First deliveries of “Mongol93” hit the market in May 2013. With its plans to build a domestic refinery delayed, Mongolia has agreed to swap crude for refined fuel with PetroChina, a subsidiary of China National Offshore Oil Corp. This new import source, though still expensive, should reduce Rosneft’s leverage at the trading table. Even a domestic refinery, however, would still rely on imports of Russian crude. In the long term, only the development of expensive coal-to-liquid (CTL) plants would move Mongolia towards self-reliance.
As Mongolia’s oil production steadily increases – rising from 2.2m barrels in 2010 to 5.1m in 2013 and set for 7.1m by 2017, according to the Petroleum Authority of Mongolia (PAM) – authorities are seeking better terms on imported fuel. Under the March 2013 agreement, PAM will trade 70,098 barrels of crude a month for the same amount in Euro-3-compliant petrol (named Mongol93 after the Khukh-Khot refinery in Inner Mongolia). From May 2013, imports of lower-grade Euro-2 from Rosneft (called AI92) receive a discount of $100-150. During the prime minister’s visit to China that October, plans were announced to boost imports to 35, 000-40,000 tonnes a month once import infrastructure is upgraded. Crucial to this is an upgrade of the ZamynUud/Erenhot fuel trans-shipment depot from 6000 cu metres to 16,000, which the Mongolian government is undertaking at a cost of $4m and is due to finish in 2014. Chinese imports, handled by Shunkhlai, Magnai Trade and NIC (a subsidiary of Petrovis), have already multiplied Mongolia’s sources. Russia’s share of imports dropped from 99.1% in 2010 to 76.5% in the first 11 months of 2013, according to PAM, while China’s rose from 0.9% to 5.1%. The balance is supplied by Belarus (9.3% in the year to November 2013), South Korea (7.2%), Lithuania (0.8%), Malaysia (0.5%), Latvia (0.3%) and Singapore (0.2%), according to PAM.
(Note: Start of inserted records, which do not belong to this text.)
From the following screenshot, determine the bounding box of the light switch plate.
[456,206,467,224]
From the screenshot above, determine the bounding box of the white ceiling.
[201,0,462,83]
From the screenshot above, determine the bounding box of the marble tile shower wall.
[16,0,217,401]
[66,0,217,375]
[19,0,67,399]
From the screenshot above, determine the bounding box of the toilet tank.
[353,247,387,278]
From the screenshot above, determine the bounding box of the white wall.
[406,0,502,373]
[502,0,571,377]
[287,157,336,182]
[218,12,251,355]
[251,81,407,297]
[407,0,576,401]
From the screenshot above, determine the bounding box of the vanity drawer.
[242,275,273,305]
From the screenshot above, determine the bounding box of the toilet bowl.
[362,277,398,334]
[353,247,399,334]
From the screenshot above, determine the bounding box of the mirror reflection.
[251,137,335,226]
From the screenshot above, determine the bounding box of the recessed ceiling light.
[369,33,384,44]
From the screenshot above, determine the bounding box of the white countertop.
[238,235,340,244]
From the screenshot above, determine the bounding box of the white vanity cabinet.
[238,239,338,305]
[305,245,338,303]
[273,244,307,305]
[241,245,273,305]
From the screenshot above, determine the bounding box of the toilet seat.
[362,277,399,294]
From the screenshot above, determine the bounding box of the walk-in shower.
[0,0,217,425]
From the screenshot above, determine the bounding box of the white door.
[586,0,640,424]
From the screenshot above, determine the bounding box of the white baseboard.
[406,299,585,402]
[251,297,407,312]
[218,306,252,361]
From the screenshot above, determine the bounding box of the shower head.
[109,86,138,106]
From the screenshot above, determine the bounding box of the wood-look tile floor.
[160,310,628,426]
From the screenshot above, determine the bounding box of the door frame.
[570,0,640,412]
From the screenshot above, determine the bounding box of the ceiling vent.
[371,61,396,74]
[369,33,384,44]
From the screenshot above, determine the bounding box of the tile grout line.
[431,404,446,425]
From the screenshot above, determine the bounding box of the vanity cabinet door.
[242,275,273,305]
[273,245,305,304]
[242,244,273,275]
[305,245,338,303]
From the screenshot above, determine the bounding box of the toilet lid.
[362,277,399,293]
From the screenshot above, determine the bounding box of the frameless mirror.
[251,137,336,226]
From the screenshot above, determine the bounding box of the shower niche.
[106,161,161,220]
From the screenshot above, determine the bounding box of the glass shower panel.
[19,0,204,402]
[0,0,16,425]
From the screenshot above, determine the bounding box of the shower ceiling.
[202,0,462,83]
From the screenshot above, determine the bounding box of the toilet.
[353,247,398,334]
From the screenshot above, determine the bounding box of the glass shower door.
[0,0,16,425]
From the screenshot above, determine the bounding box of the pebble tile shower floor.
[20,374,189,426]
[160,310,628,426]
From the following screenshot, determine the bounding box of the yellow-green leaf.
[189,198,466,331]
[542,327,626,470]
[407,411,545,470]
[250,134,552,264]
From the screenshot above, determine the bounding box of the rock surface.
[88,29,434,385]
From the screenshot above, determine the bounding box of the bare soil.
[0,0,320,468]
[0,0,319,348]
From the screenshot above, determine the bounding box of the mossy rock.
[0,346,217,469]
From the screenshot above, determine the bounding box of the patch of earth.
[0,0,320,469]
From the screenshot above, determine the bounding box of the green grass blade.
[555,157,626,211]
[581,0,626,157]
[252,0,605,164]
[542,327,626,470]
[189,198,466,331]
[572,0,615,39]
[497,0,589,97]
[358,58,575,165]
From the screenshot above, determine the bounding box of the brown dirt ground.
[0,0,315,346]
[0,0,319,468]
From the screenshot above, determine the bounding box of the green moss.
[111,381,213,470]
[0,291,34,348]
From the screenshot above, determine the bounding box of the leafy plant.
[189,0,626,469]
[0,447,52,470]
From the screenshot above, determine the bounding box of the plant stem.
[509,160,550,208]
As an interim measure, the government is keen to develop mid-stream processing. A key plank of its four-year Action Plan to 2016 is to build a refinery in Darkhan, designed to process 2m tonnes of crude a year – more than Mongolia’s 1.1m-tonne consumption in 2012. A feasibility study by Japan’s Marubeni and Toyo Engineering in November 2013 involves a public-private partnership of Petrovis, MT and Just Oil, named Darkhan Oil Refinery. Pending parliamentary approval, construction is to start in 2014, but as of late 2013 the economics were still unclear. The refinery is meant to handle a blend of 60% imports from Russian Transneft’s Eastern Siberia-Pacific Ocean and 40% Mongolian crude. Yet though Darkhan was chosen for being near to the Russian border, the pipelines linking producing fields in eastern Mongolia will add to the refinery’s cost, conservatively budgeted at $600m.
Coal – Lateral
The long-term plan is to build CTL plants to use Mongolia’s abundant reserves of coal. Three projects have been mooted so far: Mongolyn Alt (MAK) has plans for two such plants – one at Choibalsan using brown coal reserves to produce 93-benzine, and one at its flagship Naryn Sukhait in south Gobi to produce diesel for trucks catering to southern mining projects. MCS, meanwhile, formed a joint venture with South Korea’s POSCO to develop one near its Baganuur mine to produce 100,000 tonnes of dimethyl ether (cheaper and cleaner than liquefied petroleum gas) and 450,000 tonnes of diesel a year. As of December 2013, MAK’s feasibility study was approved by government, but the other two were still pending. Coal to gas is a fourth option: in October 2013, the Ministry of Mining signed a loose memorandum of understanding with Sinopec to develop a $1bn brown coal gasification plant that would transform 50m tonnes of coal into 15bn tonnes of gas fuel a year. While such processes are expensive – the start-up cost for one CTL plant is more than $3bn – the high price Mongolia pays for imports could render the project feasible (the MAK study found that the Choibalsan site would halve the current retail price). For any of these projects, though, lead times are long – usually two to three years following regulatory approval, making domestic refining unlikely until 2017.